On 15 January, FBI whistleblower Nate Cain told OAN's investigative journalist Richard Pollock that he possesses classified documents implicating former Secretary of State Hillary Clinton and the Clinton Foundation with regard to the Uranium One deal. However, he added that he would never release them unless he receives approval from the appropriate federal authorities.
According to Cain, who joined the FBI in 2016, he overheard major concerns voiced by top brass FBI officials who purportedly came across damning evidence about the Clinton Foundation's role in the Uranium One deal. The whistleblower said that having reviewed the materials, he had been sure that the Clintons would be indicted.
However, the case was apparently swept under the rug after then-FBI chief James Comey recommended no criminal charges for Hillary Clinton's mishandling of classified emails in 2016.
Being a protected whistleblower under US law, Cain delivered 450 pages of documents concerning the deal to Inspector General Michael E. Horowitz in June 2018. However, in November, 16 FBI agents raided Cain's Maryland home, accused him of possessing "stolen federal property" and ignored his argument about whistleblower protection, as The Daily Caller revealed on 29 November 2018.
Uranium One Case Remains Undeservingly Neglected
According to Charles Ortel, a Wall Street analyst and investigative journalist who has been looking into the Clinton Foundation's alleged fraud for the past few years, the Uranium One issue still remains undeservedly neglected both by the American authorities and media pundits.
"It strikes me that President Trump needs to make sure that his senior team finally addresses long-unanswered questions concerning Uranium One anyway," he underscores.
In his interview with OAN, Cain asserted that former FBI chief James Comey had been aware about the agency's concerns with regard to the deal.
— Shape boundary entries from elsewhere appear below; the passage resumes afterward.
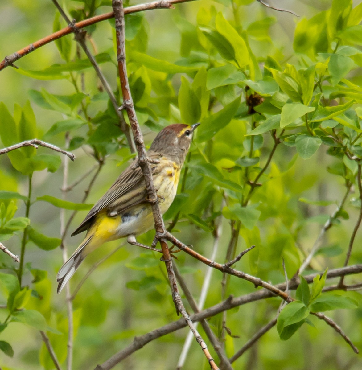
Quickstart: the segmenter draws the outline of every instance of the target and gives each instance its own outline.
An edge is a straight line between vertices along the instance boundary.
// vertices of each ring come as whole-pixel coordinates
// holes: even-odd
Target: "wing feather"
[[[149,152],[148,155],[152,159],[160,158],[160,155],[156,153]],[[146,201],[147,192],[142,170],[139,166],[134,169],[133,168],[137,160],[134,161],[120,175],[107,192],[93,206],[72,236],[87,230],[94,216],[105,208],[119,213]],[[151,165],[151,168],[153,175],[161,171],[159,165]]]

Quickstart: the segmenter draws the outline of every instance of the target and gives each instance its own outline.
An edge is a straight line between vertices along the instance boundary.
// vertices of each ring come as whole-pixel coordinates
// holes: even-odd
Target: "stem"
[[[29,212],[30,211],[31,203],[30,198],[31,197],[31,178],[33,176],[32,173],[29,175],[29,191],[28,193],[28,199],[26,200],[25,208],[25,217],[27,218],[29,218]],[[21,287],[21,278],[23,276],[23,271],[24,268],[24,255],[25,254],[25,246],[26,245],[27,238],[27,227],[25,228],[23,233],[23,239],[21,240],[21,251],[20,256],[20,265],[19,269],[18,270],[18,279],[19,280],[19,285],[20,287]]]
[[[306,113],[304,116],[304,120],[305,121],[305,127],[307,128],[307,130],[308,133],[311,136],[313,136],[313,131],[311,130],[311,128],[308,124],[308,114]]]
One might ask how this happened that the former agency's boss "overlooked" the supposed "damning evidence".
"This question needs to be considered alongside questions about others who tried to inform James Comey concerning suspected mishandling by Hillary Clinton of classified information," the Wall Street analyst notes.
He recalls that Cain wasn't the only one whistleblower who stepped forward to shed light on the Clinton Foundation's alleged role in the uranium deal: another one was William Campbell and his claims "to date, do not seem to have been considered carefully enough", according to the analyst.
On 7 February 2018, Republican and Democratic staff from the Senate Committee on the Judiciary, House Committee on Oversight and Government Reform, and House Permanent Select Committee on Intelligence interviewed Campbell. However, the summary of the interview released on 8 March 2018 said that Campbell "provided no evidence" of alleged quid pro quo involving Hillary Clinton or the Clinton Foundation in arranging and approving the Uranium One deal.
"It certainly seems as if Comey was determined not to examine core issues involving mishandling – one imagines that one reason for this could be that numerous senior Obama administration officials might be implicated in potential wrongdoing, and that these officials were determined and remain determined not to let the truth out in advance of the pivotal election of 2016 and the looming one this year," Ortel suggests.
The Wall Street analyst presumes that it was no coincidence that the Uranium One case was buried when Comey announced that he would not recommend charging Hillary Clinton over mishandling classified government emails.
"I do not believe in coincidences when it comes to this matter," Ortel says. "More likely, President Obama’s Justice Department had made decisions to bottle up Comey’s 'investigation' and remained 'all-in' to support Hillary Clinton through the 2016 election contest."
Whistleblowers & Double Standard Approach
The Wall Street analyst also emphasises the apparent double standard approach exercised by the FBI and DoJ towards Cain, Campbell and the unnamed whistleblower whose complaint to IG Michael K. Atkinson became the trigger for the impeachment process against Donald Trump.
According to Ortel, one can hardly "reconcile the protection given to the whistleblower who even now cannot be named (in theory) with the aggressive tactics allegedly taken by elements within the US government against Campbell and Cain".
"It certainly seems to me that the aggressive handling of the 'impeachment case' by Democrats in the House and Senate and mainstream media stands in stark contrast to the lack of interest by too many in understanding what really has been going in and around the Clinton Foundation, including with Uranium One and other projects where Clinton donors, and possibly the Clinton family, may have derived personal benefits in projects where US government approvals and/or financial support were involved," the investigative journalist concludes.
The controversy over the Uranium One deal, which envisaged a partial sale of Canadian company Uranium One to Tenex, a subsidiary of Russia's nuclear company Rosatom which was approved by the Obama administration in 2011, erupted ahead of the 2016 elections. In his 5 May 2015 book, Clinton Cash American author Peter Schweitzer wrote that at the time the uranium deal was arranged, former US President Bill Clinton received thousands in speaking fees in Russia; the Clinton Foundation got substantive donations from firms interested in the deal; while then Secretary of State Hillary Clinton oversaw the Committee on Foreign Investment in the United States. However, Hillary Clinton and Obama administration officials denied the accusations, insisting that neither Russians nor the foundation's sponsors had been involved in any wrongdoing and that at the time there was no security reason to axe the deal.